Osservando la cartina geografica, sulla quale si evidenziano i dialetti insulari e peninsulari, si nota bene che il siciliano, il cilentano e il salentino hanno un grande comune denominatore, ossia l’influenza di aree linguistiche del bacino mediterraneo: Nord Africa (arabo), Spagna, Grecia, e non poteva mancare la derivazione latina quale sufficiente prova della comunione delle strutture lessicali.
Da alcune informazioni si evince che:
Nella zona centro-meridionale del Cilento si incontrano alcuni centri che presentano delle caratteristiche glottologiche peculiari e piuttosto arcaiche che possono essere ricondotte pienamente a quelle tipiche della lingua siciliana presenti pure nei dialetti del Salento e della Calabria meridionale. Queste caratteristiche, ravvisabili soprattutto nel vocalismo, in diversi esiti fonetici e nel lessico, sono in generale in forte regresso e rappresentano nella maggioranza dei casi un elemento residuale rispetto all’influsso dei dialetti di tipo campano e lucano. Da evidenziare che, in alcuni centri, tali caratteristiche conservano ancora la preminenza rispetto agli influssi più moderni, in modo tale che questi centri possano tuttora essere considerati isole linguistiche da ascrivere più al gruppo siciliano che a quello italiano meridionale.
Tipo vocalico ‘marginale’ del basso Cilento, è riconducibile al vocalismo siciliano, e ciò spiegherebbe, ad esempio, le frequenti ‘u’ finali usate al posto della ‘o’ nel dialetto basso-cilentano.

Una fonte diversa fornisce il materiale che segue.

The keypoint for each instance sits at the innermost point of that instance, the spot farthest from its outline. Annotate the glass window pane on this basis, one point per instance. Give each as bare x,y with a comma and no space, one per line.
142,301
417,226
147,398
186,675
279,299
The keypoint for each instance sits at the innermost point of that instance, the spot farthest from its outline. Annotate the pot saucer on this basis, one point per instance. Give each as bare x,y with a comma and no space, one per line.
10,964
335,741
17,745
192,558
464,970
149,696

Diversi gli studi di autorevoli in merito alla questione del vocalismo marginale nel Cilento e varie le posizioni riguardo il perché della sua persistenza anche di fronte al prestigio di cui ha goduto il napoletano. Pertanto, due sono le tendenze sullo studio di questo tema: taluni sostengono che in passato il vocalismo siciliano fosse presente in tutta la Campania e che in un secondo momento l’idioma partenopeo, ottenuto un certo peso, arrivò ad influenzare solo fino ad un certo punto il Cilento.

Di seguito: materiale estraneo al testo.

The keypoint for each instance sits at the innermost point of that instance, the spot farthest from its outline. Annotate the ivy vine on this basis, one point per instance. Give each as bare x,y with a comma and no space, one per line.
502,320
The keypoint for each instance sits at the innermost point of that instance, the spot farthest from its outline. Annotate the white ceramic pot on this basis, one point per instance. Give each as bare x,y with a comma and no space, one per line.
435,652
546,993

Un’altra fonte estremamente attendibile e chiara è l’Antologia Treccani:
“Il sistema vocalico siciliano occupa, oltre alla stessa Sicilia, tutta la Calabria a sud del confine meridionale dell’area Lausberg (linea Diamante-Cassano), un ridotto isolato in Cilento meridionale e un’area separata a oriente, formata dal Salento centromeridionale. Vari indizi di carattere testuale e ricostruttivo inducono a credere che l’area di vocalismo siciliano si estendesse un tempo in tutta la Campania meridionale fino al Sele. Anche l’area attuale (Vallo di Diano, Basilicata, Salento settentrionale) in cui vige il vocalismo ‘marginale’ (ī> /Ī/; ĭ, Ē, Ĕ> /ɛ/; Ā, Ă> /ɑ/; ŏ, ō, Ŭ> /o/; Ū> /u/) era probabilmente ‘siciliana’, restituendo la continuità con il Salento centro-meridionale”. (LINGUE, REGNO DI SICILIA – Enciclopedia – Treccani).
E’ necessario, però, puntualizzare che il siciliano ha una tradizione letteraria forte pertanto i linguisti hanno riunito le affinità di questi dialetti “distanti” col il nome unico di “siciliano”, proprio per le assonanze di vocali. Siccome il siciliano è una lingua ben strutturata derivante dal latino, si comprende che non sia stata in effetti difficile l’espansione in tutta l’area meridionale.